Un autre motif récurrent dans Parasite est l'eau, qui devient un symbole puissant des catastrophes sociales. Une scène marquante est celle où une pluie torrentielle inonde le sous-sol des Kim, les forçant à évacuer leur logis exigu pour se réfugier dans un gymnase bondé avec d'autres familles démunies. Ce déluge symbolise l'écrasante force des circonstances sociales et économiques sur la classe inférieure, tandis que pour les Park, la pluie n'est qu'un phénomène naturel agréable, qui rafraîchit l'air avant leur fête. Ce contraste poignant illustre la manière dont la même situation peut être vécue différemment selon la position sociale.

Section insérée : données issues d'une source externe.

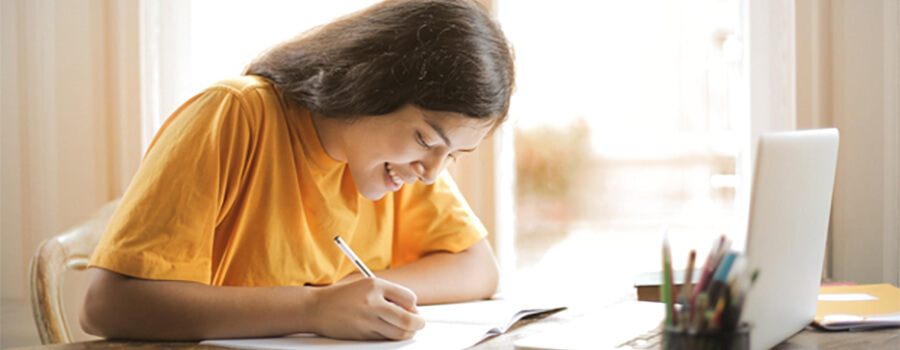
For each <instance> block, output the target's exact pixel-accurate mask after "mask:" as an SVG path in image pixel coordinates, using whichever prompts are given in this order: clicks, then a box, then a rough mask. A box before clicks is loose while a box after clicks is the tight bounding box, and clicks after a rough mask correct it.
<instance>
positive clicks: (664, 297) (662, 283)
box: [660, 228, 676, 326]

La manière dont Bong Joon-ho utilise la caméra pour raconter l’histoire est également impressionnante. Les cadrages, les mouvements de caméra fluides et les transitions entre les scènes renforcent constamment les thèmes de l'inégalité et de la lutte des classes. Il n’y a jamais de moments superflus ou de détails inutiles dans la mise en scène. Chaque élément visuel, chaque détail de décor ou de placement des personnages contribue à la narration subtile du film. En cela, Parasite se révèle être un film profondément visuel, où les images parlent aussi fort que les dialogues.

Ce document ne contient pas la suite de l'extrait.